Terence Friedlander

About Terence Friedlander

Investigation of genomic mechanisms of androgen biosynthesis inhibitor resistance in castration resistant prostate cancer

In most cases the first line of therapy for patients with prostate cancer is Androgen Deprivation Therapy (ADT). ADT aims to deplete the levels of androgens, the male hormones that bind to their receptor (Androgen Receptor-AR) and drive prostate cancer progression. One of the medications used for ADT is the recently FDA-approved Abiraterone (Zytiga) which targets the biosynthesis of androgens in the adrenal glands and more importantly, in the tumor itself. Though patients respond well to Abiraterone and other ADT medications, almost all develop resistance to this therapy and their cancers progress. This stage of treatment resistance is termed castration resistant prostate cancer (CRPC). CRPC is hypothesized to develop due to either 1) the increased production of androgens by the tumor itself, or 2) mutations in the AR that make it independent of the presence/absence of androgens.

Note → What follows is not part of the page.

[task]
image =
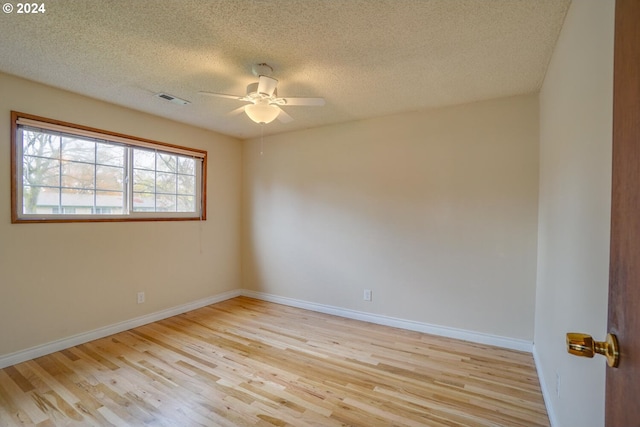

Dr. Terence Friedlander proposes to investigate the specific genetic changes in prostate cancer cells that occur during the development and progression of castration resistance. He will determine whether CRPC is mediated by the upregulation of androgen synthesis by the tumors or whether castration resistance is mediated by androgen-independent AR activity. During the course of these investigations, Dr. Friedlander will conduct two separate clinical trials: one that evaluates the effectiveness of using an increased-dose of abiraterone in men who have developed resistance to standard-dose abiraterone, and a second trial that evaluates the effect of treating men with abiraterone resistance, with a new hormonal medication called ARN-509. Dr. Friedlander will collect metastatic tumor biopsies and circulating tumor cells from these patients to evaluate the precise mechanisms underlying abiraterone resistance. A better understanding of the mechanisms that cause CRPC development will allow clinicians to optimize and sequence the new therapies available for the treatment of CRPC.